Serafín Bello
Por Serafín Bello
Como si se tratase de un caso más en la reguero de accidentes aéreos que han acontecido durante los últimos meses a nivel internacional en lo que parecería ser un incremento de la frecuencia de estos desastres, la (hasta cierto punto) comparación criolla a aquella nave espacial impulsada por motores de reacción homónimos y que generó grandes cambios en la industria aeronáutica durante la Segunda Querella Mundial, se desplomó en la alboreo del pasado martes, estremeciendo a toda una nación que en ese instante claudicaba prisionera en los brazos de Morfeo.
Aquel tristemente notable segundo día de una semana gremial que prometía transcurrir de forma relativamente rutinaria, los quisqueyanos, una vez más, fuimos llamados a ser valientes, esta vez para afrontar el desafío que para nuestra salubridad mental y nuestra capacidad de resiliencia significó la información de que más de doscientas almas sucumbieron al colapsar el Paraíso de la icónica discoteca “Jet Set”.
El mundialmente popular nombre hunde sus raíces en aquellas celebridades y otros acaudalados que, a mediados del siglo vigésimo, hacían uso exclusivo de este revolucionario invento de altas velocidades, aunque menos veloces que el tiempo que tomaron las redes sociales para hacer de este lúgubre acontecimiento una tendencia que aún reverbera con un estridente y atronador sonido en lo más profundo de la colectividad.
El característico lunes que para miles de dominicanos de diversos estratos sociales se convirtió en una tradición como la expresión axiológica de la alegría y el entusiasmo distintivos de los hijos de Duarte, se tradujo, cual aterradora metamorfosis, en uno de los martes más aciagos de nuestra historia.
Todo en un brindar y cerrar de fanales que no logró completar su ciclo, ya que fueron muchos los párpados que, bajo los letales escombros, permanecieron para siempre cerrados, sumergidos en frías tinieblas, sin obviar los incontables casos de aquellos que, desde entonces y aún luego de casi una semana, permanecen guerreando con unas lágrimas que les impiden ver las razones de la pérdida irreparable de sus seres queridos.

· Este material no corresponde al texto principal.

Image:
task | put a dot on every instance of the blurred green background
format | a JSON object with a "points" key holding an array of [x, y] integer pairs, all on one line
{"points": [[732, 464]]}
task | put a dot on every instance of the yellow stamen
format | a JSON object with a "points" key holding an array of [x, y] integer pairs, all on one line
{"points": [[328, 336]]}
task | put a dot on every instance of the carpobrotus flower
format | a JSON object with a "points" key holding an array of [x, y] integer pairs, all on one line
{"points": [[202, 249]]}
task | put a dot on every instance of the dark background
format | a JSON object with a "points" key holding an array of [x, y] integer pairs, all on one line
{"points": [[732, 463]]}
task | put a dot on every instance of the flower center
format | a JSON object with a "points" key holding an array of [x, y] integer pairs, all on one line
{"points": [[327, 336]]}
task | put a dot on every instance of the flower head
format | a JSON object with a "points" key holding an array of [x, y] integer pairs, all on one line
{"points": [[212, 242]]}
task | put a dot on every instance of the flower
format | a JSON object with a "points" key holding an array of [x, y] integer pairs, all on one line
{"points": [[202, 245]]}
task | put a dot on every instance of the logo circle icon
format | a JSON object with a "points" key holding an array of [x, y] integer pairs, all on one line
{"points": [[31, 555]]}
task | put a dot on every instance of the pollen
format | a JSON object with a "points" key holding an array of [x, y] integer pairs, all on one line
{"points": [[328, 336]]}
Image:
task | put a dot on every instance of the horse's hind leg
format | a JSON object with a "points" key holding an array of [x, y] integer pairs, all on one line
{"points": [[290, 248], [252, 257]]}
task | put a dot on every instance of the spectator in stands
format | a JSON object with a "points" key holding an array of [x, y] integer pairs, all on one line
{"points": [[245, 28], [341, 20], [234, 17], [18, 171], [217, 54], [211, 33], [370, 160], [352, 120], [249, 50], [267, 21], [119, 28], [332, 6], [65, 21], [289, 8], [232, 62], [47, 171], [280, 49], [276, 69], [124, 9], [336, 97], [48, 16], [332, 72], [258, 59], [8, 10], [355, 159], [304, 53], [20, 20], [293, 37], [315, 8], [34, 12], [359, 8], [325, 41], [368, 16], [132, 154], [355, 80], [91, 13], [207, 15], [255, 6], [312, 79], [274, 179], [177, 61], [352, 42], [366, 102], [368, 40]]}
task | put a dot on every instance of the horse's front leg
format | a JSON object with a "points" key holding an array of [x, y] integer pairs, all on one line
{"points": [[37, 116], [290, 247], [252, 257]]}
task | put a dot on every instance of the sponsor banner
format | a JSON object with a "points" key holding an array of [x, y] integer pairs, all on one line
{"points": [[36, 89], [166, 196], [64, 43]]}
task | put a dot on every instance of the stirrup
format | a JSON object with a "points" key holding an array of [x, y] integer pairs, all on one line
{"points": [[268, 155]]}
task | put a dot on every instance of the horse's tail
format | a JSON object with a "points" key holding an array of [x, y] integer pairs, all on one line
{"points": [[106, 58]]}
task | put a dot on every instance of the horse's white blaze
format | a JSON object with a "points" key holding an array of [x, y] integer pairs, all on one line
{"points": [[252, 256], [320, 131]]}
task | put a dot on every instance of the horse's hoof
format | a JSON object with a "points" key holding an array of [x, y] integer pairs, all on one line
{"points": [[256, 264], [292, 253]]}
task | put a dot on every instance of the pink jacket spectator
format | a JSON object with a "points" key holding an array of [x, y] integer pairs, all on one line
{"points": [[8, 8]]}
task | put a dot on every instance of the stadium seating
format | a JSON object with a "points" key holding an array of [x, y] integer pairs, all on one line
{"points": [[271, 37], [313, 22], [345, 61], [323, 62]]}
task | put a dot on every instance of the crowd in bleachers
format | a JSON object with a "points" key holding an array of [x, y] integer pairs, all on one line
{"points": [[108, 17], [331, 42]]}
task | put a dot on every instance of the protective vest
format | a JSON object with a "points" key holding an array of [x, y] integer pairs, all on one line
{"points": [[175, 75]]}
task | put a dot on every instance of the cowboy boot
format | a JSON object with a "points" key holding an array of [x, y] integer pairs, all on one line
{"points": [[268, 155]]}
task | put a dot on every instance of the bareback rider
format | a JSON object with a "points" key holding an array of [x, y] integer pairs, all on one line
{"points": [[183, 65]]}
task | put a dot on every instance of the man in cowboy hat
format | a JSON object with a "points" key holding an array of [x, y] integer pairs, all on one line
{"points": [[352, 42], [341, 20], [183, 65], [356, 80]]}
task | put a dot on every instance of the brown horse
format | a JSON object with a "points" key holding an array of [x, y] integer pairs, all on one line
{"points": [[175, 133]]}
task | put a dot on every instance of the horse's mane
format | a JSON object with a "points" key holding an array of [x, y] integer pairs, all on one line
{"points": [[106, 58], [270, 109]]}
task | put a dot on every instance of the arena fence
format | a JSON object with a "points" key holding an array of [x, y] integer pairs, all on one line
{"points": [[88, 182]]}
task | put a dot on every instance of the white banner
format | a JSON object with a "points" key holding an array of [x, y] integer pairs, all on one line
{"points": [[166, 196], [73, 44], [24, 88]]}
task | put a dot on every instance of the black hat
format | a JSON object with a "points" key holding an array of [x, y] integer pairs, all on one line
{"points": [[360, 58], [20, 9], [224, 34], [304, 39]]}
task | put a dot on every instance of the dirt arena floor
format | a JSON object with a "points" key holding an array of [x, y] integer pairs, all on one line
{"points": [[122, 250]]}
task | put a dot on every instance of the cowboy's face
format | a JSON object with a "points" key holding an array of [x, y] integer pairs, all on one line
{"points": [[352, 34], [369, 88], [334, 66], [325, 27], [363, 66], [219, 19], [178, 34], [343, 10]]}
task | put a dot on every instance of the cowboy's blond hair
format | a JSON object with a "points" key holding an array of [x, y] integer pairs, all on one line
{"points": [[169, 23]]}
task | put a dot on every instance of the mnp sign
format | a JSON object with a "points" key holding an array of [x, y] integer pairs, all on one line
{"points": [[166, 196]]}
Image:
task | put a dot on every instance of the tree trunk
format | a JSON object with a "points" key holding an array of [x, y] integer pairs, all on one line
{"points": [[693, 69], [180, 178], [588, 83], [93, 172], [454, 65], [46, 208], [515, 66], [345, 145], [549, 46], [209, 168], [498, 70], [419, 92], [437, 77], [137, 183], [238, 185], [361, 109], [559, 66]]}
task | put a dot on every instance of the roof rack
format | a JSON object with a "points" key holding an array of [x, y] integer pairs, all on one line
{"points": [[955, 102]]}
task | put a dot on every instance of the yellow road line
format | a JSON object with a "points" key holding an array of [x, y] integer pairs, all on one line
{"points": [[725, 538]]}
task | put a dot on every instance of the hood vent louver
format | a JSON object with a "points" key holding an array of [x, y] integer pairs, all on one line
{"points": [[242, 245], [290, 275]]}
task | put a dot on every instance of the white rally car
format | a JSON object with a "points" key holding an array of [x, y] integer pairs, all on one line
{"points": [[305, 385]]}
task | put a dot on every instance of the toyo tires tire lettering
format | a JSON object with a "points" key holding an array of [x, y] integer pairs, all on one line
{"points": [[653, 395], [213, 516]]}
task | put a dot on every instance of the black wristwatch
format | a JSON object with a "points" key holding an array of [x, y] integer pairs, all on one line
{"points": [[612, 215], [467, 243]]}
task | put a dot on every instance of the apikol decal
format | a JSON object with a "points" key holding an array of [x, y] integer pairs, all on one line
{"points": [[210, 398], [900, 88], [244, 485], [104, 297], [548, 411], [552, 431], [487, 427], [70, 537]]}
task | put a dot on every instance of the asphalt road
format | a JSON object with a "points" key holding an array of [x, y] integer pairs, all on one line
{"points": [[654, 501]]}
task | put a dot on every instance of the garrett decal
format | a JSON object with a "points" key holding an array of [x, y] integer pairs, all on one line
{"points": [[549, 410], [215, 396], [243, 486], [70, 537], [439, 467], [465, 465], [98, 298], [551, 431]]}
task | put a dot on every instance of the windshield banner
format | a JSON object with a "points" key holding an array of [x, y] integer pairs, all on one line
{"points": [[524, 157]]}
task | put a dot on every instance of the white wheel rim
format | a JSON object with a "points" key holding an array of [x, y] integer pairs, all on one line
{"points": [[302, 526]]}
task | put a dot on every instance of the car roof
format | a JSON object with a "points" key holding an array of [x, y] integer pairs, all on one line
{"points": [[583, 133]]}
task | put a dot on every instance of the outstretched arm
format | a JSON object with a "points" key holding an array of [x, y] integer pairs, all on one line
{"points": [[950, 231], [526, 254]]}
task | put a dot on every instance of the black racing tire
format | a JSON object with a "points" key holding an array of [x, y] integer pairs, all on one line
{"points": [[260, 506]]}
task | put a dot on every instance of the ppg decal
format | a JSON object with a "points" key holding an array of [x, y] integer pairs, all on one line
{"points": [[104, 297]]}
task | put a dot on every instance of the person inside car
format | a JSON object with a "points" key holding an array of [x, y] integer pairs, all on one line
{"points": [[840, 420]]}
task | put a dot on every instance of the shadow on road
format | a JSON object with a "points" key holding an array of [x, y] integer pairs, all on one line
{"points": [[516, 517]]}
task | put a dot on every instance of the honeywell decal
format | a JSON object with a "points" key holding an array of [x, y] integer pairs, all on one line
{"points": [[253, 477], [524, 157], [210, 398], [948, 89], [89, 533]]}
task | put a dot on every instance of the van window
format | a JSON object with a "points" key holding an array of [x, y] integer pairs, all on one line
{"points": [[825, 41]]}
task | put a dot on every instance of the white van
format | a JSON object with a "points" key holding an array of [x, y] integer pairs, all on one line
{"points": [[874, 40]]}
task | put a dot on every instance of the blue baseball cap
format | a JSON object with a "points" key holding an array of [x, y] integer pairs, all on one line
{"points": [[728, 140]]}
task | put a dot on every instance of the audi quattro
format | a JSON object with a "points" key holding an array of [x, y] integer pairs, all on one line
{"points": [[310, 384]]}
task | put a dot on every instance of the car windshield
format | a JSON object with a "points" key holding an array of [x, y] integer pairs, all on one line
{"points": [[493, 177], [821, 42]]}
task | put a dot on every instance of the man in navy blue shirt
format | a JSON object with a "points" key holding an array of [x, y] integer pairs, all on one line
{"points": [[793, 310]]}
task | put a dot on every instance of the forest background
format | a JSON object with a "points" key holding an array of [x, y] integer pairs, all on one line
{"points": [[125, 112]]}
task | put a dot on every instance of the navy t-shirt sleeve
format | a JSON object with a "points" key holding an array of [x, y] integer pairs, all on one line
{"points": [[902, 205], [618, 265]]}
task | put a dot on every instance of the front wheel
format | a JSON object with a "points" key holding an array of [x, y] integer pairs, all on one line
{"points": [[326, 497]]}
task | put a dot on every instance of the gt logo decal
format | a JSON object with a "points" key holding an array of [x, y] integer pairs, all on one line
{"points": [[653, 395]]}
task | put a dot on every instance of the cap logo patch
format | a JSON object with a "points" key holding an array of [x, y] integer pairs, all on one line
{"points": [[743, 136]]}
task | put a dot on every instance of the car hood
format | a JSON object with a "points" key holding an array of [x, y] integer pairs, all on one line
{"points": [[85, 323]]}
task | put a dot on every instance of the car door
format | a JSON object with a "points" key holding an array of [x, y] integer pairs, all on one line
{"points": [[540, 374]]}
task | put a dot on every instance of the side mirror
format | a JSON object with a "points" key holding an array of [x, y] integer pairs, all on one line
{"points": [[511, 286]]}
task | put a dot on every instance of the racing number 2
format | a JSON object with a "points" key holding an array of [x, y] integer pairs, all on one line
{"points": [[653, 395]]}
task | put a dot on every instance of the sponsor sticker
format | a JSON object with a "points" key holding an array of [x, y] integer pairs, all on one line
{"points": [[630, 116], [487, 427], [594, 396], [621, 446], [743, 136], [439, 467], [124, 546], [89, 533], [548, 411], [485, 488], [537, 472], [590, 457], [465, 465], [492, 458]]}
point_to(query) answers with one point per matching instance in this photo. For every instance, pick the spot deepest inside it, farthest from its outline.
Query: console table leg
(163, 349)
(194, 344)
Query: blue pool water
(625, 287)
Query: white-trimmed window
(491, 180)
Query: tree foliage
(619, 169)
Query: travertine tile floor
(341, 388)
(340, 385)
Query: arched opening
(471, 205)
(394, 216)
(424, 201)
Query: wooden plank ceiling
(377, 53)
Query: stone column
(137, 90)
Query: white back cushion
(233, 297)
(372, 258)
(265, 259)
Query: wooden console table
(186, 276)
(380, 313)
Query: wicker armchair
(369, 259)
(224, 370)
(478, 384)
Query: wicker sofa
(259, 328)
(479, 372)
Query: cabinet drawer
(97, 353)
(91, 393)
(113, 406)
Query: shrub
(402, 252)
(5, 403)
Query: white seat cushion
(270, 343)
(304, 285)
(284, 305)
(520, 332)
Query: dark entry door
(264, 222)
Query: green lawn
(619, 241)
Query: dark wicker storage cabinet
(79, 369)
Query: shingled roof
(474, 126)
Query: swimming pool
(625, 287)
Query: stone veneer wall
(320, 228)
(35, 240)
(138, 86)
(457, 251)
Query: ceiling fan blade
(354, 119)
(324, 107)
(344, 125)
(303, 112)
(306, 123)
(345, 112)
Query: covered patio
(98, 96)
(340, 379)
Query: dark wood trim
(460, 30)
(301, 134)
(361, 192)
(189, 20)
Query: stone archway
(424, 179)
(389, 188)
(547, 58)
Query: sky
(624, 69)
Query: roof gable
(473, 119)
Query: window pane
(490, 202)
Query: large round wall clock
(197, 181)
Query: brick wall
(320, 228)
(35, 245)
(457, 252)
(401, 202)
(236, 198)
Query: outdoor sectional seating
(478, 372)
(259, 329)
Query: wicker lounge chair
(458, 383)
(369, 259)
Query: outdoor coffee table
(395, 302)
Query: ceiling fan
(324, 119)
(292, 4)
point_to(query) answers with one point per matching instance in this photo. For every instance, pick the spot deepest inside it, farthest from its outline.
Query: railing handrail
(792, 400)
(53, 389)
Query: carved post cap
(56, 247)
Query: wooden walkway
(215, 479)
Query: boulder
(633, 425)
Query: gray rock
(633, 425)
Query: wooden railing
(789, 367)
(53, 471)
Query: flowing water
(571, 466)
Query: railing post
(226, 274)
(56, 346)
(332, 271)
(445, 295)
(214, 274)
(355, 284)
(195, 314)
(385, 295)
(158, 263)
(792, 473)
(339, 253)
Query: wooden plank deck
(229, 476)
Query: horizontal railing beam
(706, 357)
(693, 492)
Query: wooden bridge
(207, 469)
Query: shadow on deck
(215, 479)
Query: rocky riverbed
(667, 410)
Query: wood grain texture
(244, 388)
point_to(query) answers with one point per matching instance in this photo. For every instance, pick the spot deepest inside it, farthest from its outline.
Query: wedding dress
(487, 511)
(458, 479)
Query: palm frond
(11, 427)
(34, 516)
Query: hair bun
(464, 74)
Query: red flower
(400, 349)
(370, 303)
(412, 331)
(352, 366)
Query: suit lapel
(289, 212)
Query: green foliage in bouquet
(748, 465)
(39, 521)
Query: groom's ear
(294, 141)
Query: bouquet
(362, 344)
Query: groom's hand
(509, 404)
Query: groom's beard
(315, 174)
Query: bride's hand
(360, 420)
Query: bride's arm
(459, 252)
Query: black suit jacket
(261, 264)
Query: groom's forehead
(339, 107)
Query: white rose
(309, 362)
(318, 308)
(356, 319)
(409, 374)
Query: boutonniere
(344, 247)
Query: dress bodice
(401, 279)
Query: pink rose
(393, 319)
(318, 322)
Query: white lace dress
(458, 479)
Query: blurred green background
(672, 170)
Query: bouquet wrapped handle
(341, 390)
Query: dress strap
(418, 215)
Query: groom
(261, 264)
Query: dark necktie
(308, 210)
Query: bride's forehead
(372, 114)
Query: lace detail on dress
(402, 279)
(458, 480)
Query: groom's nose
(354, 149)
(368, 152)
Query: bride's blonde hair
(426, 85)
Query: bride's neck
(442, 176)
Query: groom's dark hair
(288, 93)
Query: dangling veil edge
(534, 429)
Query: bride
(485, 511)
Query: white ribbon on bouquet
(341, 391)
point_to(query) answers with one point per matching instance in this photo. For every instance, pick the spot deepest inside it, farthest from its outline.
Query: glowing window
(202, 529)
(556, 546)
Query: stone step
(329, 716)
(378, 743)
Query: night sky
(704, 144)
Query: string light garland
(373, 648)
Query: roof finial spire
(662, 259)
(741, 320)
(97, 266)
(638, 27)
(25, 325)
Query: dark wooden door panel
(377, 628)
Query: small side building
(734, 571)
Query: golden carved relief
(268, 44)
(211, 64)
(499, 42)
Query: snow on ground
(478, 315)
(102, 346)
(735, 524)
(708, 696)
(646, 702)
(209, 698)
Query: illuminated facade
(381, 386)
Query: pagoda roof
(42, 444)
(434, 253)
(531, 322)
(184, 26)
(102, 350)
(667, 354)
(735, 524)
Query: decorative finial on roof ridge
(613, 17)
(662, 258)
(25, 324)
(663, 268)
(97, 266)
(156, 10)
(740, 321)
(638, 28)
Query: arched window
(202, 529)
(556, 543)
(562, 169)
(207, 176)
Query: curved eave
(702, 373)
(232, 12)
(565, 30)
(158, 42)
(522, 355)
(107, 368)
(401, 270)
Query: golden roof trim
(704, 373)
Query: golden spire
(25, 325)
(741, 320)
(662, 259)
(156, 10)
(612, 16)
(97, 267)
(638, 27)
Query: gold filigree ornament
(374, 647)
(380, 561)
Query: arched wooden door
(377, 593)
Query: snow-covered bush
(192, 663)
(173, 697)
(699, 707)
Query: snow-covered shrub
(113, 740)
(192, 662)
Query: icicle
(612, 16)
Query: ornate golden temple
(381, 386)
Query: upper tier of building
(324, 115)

Entre las vidas que quedaron silenciadas en aquella alboreo que hacía bizarría de forma petulante de la enardecimiento y el colorido de nuestro ritmo autóctono y de la fulgurancia de esplendorosos y centelleantes destellos, destaca el premiado oriundo de Bajos de Haina Rubby Pérez.
El célebre intérprete de “Volveré”, ostentando “la voz más incorporación del merengue”, izaba los éxitos que marcaron hitos en su dilatada carrera musical, al ritmo de los cuales cientos disfrutaban exultantes hasta que, producto de la fatídica catástrofe, todo se fue debajo, con excepción de aquellas notas musicales que, ascendiendo apresuradas, lograron encumbrarse hasta el mismo firmamento, tatuando allí una imperecedera sino como un tributo que permanecerá rutilante por generaciones.
Son muchas las lecciones que se desprenden de un episodio que hubiésemos querido no tener que contar. La más trascendente de todas: lo frágil que puede ser nuestra existencia. Al beneficio de que nunca tengamos tiempo suficiente para prepararnos tanto para nuestra propia despedida como para ver partir a aquellos a quienes amamos, la insoslayable verdad es que cada minuto puede ser el zaguero de nuestro fugaz delirio por la vida, sin importar que lo hagamos en jet privado o en revoloteo comercial.